Abstract
With the rapid development of three-dimensional point cloud acquisition tools such as Light Detection And Ranging (LiDAR), the semantic information of point clouds has become more and more important in computer vision, intelligent driving, remote sensing mapping and smart cities. Aiming at the limitations of the point cloud semantic segmentation method based on segmented block feature matching, such as cannot handle the over-segmentation and under-segmentation, the semantic segmentation accuracy of street trees and rods is low, a point cloud semantic segmentation method of street trees and rods based on the segmented blocks merging strategy was proposed, which could merge interested segmented blocks after density-based spatial clustering of applications with noise (DBSCAN) clustering segmentation, and the merged objects were classified by calculating their multi-dimensional geometric features, then the semantic segmentation results were optimized by the interpolation optimization algorithm, and finally the semantic segmentation of street trees and rods in the urban road environment was realized.

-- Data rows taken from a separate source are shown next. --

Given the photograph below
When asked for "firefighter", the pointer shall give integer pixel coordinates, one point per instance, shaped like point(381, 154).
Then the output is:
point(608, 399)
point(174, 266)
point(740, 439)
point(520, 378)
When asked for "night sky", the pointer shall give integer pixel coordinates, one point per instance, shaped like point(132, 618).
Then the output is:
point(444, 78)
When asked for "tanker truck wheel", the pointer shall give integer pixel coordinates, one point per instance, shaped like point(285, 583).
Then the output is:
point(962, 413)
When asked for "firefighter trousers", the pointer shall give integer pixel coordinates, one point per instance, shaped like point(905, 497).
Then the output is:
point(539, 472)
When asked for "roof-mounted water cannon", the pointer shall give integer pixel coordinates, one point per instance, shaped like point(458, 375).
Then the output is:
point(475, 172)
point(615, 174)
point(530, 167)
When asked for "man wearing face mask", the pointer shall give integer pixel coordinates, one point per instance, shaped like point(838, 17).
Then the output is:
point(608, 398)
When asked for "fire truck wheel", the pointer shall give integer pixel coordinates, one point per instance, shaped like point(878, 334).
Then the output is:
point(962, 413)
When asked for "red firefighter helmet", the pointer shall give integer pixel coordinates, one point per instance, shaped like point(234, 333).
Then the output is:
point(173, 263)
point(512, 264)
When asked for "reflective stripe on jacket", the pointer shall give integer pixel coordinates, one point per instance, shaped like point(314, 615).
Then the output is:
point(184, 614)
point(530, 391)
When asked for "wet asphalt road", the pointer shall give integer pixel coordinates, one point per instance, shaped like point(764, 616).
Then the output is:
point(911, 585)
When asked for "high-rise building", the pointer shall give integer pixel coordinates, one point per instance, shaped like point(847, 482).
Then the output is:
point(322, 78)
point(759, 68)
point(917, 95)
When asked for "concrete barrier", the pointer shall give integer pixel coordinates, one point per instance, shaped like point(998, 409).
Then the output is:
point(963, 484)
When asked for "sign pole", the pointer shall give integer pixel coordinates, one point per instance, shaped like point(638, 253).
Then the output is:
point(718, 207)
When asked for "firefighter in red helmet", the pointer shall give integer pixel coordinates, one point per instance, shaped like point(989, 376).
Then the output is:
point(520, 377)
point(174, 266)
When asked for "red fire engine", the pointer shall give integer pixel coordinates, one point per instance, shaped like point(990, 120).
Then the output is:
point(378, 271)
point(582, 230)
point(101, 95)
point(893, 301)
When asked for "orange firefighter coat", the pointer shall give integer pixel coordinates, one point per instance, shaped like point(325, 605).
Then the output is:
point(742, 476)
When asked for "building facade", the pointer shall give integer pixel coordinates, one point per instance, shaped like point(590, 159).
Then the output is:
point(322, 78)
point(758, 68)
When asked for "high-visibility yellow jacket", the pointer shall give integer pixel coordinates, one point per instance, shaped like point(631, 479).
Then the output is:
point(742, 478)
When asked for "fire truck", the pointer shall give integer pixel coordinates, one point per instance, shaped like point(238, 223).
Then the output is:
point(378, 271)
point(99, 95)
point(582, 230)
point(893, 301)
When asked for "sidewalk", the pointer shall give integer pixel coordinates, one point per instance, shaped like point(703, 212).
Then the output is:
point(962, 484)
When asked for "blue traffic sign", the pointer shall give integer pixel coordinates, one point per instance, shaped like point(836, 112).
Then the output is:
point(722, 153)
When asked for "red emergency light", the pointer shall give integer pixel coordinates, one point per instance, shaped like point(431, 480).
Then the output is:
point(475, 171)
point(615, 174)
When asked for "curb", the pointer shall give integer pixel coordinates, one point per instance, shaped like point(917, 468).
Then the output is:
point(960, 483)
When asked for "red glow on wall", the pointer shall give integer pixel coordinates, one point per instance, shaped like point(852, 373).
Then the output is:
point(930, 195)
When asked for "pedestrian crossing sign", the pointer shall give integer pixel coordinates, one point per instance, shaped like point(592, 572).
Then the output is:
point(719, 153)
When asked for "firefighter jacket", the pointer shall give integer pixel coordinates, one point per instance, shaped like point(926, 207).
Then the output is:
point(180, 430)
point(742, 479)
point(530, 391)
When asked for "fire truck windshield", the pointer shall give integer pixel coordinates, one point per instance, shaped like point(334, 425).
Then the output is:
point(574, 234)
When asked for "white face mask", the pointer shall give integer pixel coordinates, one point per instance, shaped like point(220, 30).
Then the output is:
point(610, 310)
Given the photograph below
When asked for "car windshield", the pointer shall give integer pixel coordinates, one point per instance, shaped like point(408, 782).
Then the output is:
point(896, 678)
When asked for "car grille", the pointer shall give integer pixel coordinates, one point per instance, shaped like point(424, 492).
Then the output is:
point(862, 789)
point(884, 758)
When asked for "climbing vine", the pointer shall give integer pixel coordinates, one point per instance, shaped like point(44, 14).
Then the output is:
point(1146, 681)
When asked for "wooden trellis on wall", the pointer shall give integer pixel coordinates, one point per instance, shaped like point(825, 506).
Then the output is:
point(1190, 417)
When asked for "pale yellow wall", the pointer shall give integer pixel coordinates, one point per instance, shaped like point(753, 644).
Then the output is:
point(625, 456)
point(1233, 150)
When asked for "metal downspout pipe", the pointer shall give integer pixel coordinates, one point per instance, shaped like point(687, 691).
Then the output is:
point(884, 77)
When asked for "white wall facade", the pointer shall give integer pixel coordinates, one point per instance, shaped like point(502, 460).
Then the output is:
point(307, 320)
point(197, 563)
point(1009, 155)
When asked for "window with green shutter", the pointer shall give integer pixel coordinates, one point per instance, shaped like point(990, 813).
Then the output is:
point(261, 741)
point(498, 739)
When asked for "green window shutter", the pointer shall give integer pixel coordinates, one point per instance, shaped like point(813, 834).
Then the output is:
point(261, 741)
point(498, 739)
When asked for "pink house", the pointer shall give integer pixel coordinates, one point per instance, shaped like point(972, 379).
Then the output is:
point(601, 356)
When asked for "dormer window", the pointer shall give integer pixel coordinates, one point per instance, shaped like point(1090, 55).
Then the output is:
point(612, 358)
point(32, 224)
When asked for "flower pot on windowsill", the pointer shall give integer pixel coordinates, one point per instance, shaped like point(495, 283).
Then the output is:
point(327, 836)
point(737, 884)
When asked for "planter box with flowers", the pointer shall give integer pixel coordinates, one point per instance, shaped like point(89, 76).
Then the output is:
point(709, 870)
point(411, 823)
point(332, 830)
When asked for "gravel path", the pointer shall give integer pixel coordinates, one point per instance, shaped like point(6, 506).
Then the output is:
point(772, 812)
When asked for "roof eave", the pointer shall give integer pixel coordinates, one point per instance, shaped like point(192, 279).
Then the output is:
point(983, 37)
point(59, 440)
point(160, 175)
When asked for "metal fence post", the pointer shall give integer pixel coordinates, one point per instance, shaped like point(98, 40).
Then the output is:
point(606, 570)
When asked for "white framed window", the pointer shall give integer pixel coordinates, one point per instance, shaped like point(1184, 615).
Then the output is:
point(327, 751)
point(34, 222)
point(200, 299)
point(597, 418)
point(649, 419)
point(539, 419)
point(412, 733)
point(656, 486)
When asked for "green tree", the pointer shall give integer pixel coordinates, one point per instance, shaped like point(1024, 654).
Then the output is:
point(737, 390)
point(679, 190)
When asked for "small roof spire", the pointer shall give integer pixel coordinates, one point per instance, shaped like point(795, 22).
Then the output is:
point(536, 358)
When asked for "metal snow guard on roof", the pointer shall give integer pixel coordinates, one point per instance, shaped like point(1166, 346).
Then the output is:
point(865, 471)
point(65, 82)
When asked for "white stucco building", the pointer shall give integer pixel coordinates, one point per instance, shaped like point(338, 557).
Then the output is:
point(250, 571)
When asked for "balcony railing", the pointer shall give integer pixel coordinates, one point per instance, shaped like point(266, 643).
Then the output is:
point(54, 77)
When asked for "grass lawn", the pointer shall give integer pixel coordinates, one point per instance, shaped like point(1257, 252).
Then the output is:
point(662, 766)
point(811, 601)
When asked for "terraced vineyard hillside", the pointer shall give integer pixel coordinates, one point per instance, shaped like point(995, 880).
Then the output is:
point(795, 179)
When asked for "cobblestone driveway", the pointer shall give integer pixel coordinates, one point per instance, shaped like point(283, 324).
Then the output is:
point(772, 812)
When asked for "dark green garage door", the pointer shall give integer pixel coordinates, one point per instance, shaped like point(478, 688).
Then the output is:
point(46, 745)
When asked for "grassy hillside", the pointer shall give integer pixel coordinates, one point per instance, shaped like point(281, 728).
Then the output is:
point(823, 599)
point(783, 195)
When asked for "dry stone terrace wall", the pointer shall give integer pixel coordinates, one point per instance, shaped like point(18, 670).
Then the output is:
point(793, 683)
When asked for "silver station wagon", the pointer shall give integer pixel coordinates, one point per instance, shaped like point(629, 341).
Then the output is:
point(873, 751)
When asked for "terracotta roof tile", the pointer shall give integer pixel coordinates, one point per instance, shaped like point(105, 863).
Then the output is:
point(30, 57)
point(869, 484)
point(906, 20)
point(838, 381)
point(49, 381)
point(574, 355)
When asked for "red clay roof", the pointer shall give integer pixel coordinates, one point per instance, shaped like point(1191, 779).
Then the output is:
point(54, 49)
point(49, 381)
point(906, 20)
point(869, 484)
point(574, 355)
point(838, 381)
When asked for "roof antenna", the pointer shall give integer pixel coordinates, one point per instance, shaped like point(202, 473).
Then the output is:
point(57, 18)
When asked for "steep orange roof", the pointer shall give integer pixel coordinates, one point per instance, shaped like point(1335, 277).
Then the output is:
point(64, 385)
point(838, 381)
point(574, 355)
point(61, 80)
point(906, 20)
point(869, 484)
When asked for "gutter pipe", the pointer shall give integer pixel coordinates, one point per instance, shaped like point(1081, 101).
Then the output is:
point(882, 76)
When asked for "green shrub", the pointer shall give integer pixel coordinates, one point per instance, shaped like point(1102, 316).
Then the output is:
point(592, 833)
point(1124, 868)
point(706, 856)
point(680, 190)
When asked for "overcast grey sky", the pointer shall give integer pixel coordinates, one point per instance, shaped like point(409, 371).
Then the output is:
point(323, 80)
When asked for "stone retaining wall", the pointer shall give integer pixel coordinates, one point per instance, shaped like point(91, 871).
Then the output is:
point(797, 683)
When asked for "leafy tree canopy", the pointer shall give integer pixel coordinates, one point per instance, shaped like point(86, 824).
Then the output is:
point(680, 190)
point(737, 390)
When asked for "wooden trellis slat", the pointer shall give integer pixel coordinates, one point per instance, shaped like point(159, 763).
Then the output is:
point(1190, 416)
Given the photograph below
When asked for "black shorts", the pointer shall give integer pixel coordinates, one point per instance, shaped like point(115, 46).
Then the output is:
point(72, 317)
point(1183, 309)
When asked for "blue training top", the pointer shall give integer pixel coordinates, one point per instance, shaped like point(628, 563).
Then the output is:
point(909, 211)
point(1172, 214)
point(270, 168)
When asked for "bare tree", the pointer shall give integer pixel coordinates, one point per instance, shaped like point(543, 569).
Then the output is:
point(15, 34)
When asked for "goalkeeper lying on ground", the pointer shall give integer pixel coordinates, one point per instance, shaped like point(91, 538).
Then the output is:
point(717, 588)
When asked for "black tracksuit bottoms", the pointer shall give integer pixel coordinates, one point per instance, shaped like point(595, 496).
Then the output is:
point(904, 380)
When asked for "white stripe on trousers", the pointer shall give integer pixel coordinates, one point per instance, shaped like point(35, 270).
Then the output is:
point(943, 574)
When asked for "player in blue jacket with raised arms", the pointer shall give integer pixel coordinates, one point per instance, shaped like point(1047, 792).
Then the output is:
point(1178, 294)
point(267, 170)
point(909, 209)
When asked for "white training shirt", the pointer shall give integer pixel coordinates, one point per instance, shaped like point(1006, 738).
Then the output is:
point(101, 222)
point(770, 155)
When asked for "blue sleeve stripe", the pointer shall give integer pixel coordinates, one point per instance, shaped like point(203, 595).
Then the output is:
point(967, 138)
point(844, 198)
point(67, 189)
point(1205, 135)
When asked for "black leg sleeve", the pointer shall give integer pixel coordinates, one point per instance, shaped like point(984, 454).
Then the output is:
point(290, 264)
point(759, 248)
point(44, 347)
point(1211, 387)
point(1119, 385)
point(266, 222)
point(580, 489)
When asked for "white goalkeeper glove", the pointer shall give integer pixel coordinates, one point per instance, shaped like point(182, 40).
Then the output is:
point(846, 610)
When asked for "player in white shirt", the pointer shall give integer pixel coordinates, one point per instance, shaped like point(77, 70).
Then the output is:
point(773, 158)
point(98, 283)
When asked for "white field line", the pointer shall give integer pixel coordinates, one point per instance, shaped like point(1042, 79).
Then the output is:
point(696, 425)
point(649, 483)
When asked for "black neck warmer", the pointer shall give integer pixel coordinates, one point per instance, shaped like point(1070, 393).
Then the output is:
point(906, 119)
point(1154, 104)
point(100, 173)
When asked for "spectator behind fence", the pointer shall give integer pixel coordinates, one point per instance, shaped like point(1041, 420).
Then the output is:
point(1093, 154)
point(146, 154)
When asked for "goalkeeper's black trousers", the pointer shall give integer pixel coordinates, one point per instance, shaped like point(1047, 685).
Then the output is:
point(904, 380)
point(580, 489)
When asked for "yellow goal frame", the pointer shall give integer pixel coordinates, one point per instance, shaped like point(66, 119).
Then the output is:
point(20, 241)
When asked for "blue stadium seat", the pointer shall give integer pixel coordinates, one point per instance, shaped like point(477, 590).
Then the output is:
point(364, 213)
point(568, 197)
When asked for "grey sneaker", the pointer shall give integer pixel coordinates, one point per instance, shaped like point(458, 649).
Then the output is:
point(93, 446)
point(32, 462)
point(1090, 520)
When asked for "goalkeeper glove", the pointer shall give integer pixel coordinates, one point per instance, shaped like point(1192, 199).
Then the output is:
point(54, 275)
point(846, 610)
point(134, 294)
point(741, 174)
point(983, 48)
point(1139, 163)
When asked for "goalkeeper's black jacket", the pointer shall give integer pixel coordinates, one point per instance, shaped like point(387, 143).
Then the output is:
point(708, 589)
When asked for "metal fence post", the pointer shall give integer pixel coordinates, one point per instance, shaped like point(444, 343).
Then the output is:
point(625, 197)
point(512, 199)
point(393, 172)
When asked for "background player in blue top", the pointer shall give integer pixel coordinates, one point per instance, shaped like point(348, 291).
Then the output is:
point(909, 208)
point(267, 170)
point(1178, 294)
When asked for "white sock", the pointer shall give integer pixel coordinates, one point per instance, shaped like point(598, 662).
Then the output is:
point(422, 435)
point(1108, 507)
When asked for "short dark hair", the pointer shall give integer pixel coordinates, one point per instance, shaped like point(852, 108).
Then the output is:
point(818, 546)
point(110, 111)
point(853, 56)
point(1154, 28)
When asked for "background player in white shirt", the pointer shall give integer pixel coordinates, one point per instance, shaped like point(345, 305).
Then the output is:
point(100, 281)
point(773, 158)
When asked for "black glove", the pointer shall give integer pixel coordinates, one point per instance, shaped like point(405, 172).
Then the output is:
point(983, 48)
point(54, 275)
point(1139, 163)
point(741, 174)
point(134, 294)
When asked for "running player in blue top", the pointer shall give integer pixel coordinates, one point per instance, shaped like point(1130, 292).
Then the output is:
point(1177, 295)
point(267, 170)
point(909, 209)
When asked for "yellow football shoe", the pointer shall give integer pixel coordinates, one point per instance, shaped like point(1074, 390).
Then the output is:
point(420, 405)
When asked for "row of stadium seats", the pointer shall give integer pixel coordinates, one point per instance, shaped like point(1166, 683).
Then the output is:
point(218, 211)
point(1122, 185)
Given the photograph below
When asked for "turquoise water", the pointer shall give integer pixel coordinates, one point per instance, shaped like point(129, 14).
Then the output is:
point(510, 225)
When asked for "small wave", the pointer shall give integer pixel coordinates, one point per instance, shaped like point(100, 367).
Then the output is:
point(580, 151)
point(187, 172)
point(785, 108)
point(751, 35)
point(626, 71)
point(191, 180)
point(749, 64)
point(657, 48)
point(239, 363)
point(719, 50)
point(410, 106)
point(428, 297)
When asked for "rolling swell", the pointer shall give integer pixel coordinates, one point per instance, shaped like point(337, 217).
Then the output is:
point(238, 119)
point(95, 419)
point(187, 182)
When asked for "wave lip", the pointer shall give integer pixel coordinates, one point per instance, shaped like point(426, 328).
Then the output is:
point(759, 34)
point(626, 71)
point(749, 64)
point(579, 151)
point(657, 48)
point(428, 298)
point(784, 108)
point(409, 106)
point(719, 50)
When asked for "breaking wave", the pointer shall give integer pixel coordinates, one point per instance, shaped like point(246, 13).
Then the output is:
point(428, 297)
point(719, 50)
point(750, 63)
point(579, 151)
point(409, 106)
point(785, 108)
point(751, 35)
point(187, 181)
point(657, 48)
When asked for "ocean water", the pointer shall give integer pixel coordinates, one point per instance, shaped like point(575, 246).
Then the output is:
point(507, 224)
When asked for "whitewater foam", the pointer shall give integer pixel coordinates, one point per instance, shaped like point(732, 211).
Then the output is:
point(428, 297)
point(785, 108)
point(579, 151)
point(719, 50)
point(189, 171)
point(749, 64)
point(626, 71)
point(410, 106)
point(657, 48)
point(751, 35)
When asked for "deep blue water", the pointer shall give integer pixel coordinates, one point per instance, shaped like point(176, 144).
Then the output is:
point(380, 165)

The experimental results show that the method proposed can improve the recall rate and semantic segmentation accuracy of point cloud data such as street trees and rods in an urban road environment to more than 89.9%. The semantic segmentation method based on segmentation merging can well solve the problem of low accuracy of semantic segmentation of street trees and rods under urban roads. This method is of great significance for the research of three-dimensional scene perception and other problems.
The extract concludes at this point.